Research: how production systems handle agent memory¶

The industry has converged on a multi-tier memory architecture modeled on human cognition:

Tier 1: Working memory (context window) — the current conversation. Already exists.

Tier 2: Semantic/procedural memory (knowledge base) — generalized facts, rules, and learned skills. Persists across sessions. This is what we need.

Tier 3: Episodic memory (event logs) — timestamped records of specific interactions. Useful for "what did we do last time?" questions. Optional for now.

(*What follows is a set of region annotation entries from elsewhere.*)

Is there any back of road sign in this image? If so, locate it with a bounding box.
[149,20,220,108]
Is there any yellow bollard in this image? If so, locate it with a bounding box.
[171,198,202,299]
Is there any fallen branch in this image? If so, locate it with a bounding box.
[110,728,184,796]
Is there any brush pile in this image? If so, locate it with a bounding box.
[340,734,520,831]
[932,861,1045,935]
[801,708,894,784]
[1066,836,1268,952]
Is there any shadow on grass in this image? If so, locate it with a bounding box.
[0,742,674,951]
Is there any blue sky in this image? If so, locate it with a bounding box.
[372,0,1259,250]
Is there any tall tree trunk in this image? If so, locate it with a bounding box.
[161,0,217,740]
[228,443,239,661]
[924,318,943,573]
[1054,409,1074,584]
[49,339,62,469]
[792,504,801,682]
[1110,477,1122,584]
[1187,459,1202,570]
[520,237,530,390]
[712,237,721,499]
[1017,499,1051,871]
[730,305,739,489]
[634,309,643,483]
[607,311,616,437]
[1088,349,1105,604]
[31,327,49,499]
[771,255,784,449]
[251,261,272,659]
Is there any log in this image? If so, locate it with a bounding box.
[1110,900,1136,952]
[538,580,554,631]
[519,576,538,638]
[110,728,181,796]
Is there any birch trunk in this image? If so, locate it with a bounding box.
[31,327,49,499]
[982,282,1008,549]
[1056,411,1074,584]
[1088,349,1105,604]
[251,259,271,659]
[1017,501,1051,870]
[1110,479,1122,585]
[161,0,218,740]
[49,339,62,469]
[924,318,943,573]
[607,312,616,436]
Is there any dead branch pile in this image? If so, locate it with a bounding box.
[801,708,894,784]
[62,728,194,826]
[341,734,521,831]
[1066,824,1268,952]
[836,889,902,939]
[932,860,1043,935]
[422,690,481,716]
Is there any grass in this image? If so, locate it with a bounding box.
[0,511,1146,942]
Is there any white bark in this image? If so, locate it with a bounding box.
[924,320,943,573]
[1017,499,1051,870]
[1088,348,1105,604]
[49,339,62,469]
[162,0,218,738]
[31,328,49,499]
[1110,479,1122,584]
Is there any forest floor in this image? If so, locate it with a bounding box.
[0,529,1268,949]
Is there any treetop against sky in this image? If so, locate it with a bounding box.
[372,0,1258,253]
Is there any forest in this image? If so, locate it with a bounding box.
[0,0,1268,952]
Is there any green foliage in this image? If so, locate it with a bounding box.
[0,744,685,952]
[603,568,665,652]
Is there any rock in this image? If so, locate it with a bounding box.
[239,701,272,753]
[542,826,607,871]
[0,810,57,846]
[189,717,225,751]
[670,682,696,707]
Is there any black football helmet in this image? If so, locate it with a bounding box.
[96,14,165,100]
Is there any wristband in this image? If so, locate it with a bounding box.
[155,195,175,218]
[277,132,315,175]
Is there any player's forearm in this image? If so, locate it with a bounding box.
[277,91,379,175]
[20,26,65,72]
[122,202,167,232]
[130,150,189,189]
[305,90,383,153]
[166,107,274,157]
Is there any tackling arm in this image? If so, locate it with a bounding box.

Key systems to study before implementing:

Mem0 (mem0.ai) — pluggable memory layer that integrates with any agent. Extracts structured facts from conversations, stores as embeddings + optional knowledge graph. 48K GitHub stars, $24M Series A. Key insight: extract and structure facts rather than storing raw conversations. Newer info timestamp-weights over duplicates.
Letta/MemGPT — full agent runtime with three-tier memory: Core (in-context RAM), Recall (conversation history), Archival (cold storage). Agents actively self-edit their own memory blocks. 83% on LoCoMo benchmark. Key insight: the agent should manage its own memory, not have memory passively extracted.
Cursor's approach — uses .cursor/rules/ directory with structured .mdc files organized by domain. Project-level, not conversation-level. This is closest to what we'd want: a per-project knowledge base that's part of the repo.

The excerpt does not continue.